As anticipated, presentation at the ICLC highlighted a rather different set of perspectives on this particular aspect of Davies’s work. For example… In my presentation I noted that in live coding it is quite common to project images of the computer screen during performance, so that the code being typed can be seen by audience members and correlated with changes in the music. Similarly, in performances with his self-built instruments Davies used, wherever possible, to video-project images of his hands, so that members of the audience could better understand the relationship between the sounds heard and the objects and gestures that created them. But to what extent are these practices truly equivalent? In Davies’s practice, one delegate commented, it is the entire instrument that can be seen in video-projection, whereas in live coding one cannot see the mind of the coder. Here, I’m reminded of some of the writings of Thor Magnusson, and specifically the idea that in coding, the symbolic structures that constitute the code – including those held in the mind of the live coder and not yet present on the screen – are a vital and constitutive part of the instrument itself, in a way that is not true – at least on the surface of it – in the case of physical instruments such as those built and played by Davies. To approach the problem from another angle, one might rephrase the question as follows: when we look at code in the context of a live-coded musical performance, is it the ‘instrument’ that we’re looking at?
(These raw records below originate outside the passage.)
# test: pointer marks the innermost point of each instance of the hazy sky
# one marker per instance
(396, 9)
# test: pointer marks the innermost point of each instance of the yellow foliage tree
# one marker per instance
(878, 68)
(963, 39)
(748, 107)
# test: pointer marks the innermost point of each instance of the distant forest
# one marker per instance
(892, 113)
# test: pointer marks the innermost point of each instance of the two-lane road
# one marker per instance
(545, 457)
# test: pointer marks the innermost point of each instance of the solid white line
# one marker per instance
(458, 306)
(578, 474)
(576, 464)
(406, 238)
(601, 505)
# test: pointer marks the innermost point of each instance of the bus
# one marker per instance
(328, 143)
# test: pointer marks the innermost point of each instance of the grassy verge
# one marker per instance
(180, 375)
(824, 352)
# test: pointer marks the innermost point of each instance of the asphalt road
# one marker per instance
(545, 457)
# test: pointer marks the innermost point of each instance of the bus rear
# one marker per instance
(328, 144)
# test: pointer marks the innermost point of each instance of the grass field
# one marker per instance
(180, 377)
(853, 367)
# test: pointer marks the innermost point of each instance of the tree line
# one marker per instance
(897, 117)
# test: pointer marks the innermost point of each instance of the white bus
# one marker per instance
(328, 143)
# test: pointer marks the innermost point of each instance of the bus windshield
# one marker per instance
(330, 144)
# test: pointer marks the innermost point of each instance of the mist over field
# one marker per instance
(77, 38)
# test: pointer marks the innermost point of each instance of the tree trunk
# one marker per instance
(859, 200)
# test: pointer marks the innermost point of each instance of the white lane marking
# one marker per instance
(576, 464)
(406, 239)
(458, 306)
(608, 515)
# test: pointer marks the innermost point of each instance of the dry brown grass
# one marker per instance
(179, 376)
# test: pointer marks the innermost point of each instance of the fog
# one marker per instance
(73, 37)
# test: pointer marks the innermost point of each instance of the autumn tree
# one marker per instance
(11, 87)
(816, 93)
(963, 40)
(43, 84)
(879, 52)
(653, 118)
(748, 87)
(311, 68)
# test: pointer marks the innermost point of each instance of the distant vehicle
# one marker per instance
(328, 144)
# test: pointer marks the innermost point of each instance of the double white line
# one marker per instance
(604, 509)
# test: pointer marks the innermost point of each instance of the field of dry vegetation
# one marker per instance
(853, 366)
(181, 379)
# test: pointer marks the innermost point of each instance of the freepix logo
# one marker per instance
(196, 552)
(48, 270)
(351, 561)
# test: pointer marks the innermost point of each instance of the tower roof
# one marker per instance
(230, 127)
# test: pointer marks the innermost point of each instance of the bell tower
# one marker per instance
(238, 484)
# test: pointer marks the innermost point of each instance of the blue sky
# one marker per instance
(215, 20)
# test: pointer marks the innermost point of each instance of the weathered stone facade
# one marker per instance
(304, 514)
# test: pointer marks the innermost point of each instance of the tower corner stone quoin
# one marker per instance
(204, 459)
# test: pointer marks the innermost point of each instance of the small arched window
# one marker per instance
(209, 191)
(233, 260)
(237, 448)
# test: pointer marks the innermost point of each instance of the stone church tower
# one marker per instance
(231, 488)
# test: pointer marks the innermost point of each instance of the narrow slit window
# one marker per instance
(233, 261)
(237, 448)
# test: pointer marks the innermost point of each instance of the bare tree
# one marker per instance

In general the discussions that I’ve had at the EMS and ICLC conferences have helped to refine and validate the points of connection between Davies’s practice and live coding that I have suggested. Improvisation was a recurring theme at the ICLC, suggesting that Davies’s connection with the free improvisation scene is indeed an important factor in correlating his practice with present-day live coding activities, for instance. And yet, clearly, nobody could claim that Davies’s practice and live coding are identical in every respect, and the discussions that I’ve had with conference delegates have also highlighted some significant differences between the two. For example, there is an immediacy in improvised interactions with physical instruments that does not exist to the same degree in live coding, where a certain ‘time lag’ as algorithms are typed is practically inevitable. (This particular issue was interestingly discussed by Antonio Goulart and Miguel Antlar in their presentation based on this paper.)

The links below give access to my full paper – “Hugh Davies’s Electroacoustic Musical Instruments and their Relation to Present-Day Live Coding Practice: Some Historic Precedents and Similarities” – as well as an abridged version reflecting how it was presented at the EMS conference. (The ICLC presentation was even shorter in duration – 12 minutes.) A link to a earlier conference presentation that discusses Davies’s work in the contexts of avant-garde and freely improvised musics – including some practioners who acknowledge Davies as a direct influence – is also given.

Links

This is an updated version of the post originally entitled “Electroacoustic Music Studies (EMS) Conference 2015, Sheffield”, which was posted on 29 June 2015.

2 thoughts on “Hugh Davies’s Instruments and Live Coding: Two Conference Presentations

  1. Interesting paper, thanks. Do you feel there is also a connection not just to live coders but also to musicians using hardware synthesizers (both analogue and digital) and performing their own music live? I can claim as a practitioner to identify strongly with points 1, 2 and 3. On point 2 I suggest that there is a very large element of this in the synthesizer community as a whole (both commercial and avant garde) who design their own sounds (no presets), and in the subcategory of analogue synths there is a strong circuit bending tradition and raw design culture (in the 1950s Tristram Cary both designed and built his own studio, this ethos continues with various kickstarter projects etc). How do you feel about this in relation to Hugh Davies?